File: README.md

package info (click to toggle)
ruby-hashdiff 1.2.1-1
links: PTS, VCS
area: main
in suites: forky, sid
size: 232 kB
sloc: ruby: 1,296; makefile: 4
file content (323 lines) | stat: -rw-r--r-- 10,624 bytes
# Hashdiff [![Build Status](https://github.com/liufengyun/hashdiff/workflows/ci/badge.svg)](https://github.com/liufengyun/hashdiff/actions?query=workflow%3Aci) [![Gem Version](https://badge.fury.io/rb/hashdiff.svg)](http://badge.fury.io/rb/hashdiff)

Hashdiff is a ruby library to compute the smallest difference between two hashes.

It also supports comparing two arrays.

Hashdiff does not monkey-patch any existing class. All features are contained inside the `Hashdiff` module.
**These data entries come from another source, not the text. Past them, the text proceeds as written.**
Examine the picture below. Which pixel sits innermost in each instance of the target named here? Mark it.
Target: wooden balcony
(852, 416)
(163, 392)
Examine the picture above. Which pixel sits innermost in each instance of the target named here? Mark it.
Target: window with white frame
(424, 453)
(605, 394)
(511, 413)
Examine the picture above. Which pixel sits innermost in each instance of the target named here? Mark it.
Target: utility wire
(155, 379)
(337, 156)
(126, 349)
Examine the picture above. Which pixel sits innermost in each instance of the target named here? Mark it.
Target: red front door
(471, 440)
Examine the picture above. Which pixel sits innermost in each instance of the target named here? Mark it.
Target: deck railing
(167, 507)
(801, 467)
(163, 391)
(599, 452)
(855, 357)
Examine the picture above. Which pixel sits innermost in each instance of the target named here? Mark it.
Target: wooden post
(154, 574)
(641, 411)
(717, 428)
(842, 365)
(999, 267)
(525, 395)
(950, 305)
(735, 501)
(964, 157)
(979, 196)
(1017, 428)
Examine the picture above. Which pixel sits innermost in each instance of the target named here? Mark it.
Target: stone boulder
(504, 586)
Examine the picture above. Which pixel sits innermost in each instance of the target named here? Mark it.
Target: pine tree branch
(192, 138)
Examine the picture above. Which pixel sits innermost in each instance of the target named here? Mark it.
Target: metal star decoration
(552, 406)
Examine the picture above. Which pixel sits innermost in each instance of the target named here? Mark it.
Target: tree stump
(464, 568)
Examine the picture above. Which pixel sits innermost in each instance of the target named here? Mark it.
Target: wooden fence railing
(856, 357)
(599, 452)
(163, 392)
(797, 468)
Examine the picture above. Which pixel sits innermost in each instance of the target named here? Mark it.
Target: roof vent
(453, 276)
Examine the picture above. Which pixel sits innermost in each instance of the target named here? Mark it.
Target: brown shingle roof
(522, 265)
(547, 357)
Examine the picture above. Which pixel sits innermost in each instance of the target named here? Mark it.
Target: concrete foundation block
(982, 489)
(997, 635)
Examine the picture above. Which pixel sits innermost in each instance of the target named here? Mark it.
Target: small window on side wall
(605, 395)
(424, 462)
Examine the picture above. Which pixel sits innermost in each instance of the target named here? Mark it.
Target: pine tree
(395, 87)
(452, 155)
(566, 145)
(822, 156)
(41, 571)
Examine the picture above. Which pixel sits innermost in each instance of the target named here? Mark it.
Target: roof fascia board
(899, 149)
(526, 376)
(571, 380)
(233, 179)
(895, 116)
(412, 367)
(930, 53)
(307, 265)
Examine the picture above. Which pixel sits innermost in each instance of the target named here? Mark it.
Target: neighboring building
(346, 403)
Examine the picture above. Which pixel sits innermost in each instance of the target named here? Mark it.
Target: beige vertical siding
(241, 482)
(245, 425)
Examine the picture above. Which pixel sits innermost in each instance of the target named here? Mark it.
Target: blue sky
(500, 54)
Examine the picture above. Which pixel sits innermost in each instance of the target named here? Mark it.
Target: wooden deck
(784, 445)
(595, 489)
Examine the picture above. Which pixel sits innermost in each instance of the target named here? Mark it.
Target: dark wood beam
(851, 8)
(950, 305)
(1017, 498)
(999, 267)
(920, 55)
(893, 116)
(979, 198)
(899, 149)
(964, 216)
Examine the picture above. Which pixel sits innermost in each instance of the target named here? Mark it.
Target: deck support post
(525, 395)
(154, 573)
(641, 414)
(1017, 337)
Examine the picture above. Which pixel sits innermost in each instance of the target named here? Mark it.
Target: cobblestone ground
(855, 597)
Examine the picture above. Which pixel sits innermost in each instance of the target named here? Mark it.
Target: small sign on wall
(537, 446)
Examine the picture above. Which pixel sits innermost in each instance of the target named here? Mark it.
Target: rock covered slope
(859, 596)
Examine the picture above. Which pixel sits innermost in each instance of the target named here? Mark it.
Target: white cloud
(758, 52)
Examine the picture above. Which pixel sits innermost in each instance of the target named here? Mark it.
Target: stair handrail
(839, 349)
**Docs**: [Documentation](http://rubydoc.info/gems/hashdiff)


__WARNING__: Don't use the library for comparing large arrays, say ~10K (see #49).

## Why Hashdiff?

Given two Hashes A and B, sometimes you face the question: what's the smallest modification that can be made to change A into B?

An algorithm that responds to this question has to do following:

* Generate a list of additions, deletions and changes, so that `A + ChangeSet = B` and `B - ChangeSet = A`.
* Compute recursively -- Arrays and Hashes may be nested arbitrarily in A or B.
* Compute the smallest change -- it should recognize similar child Hashes or child Arrays between A and B.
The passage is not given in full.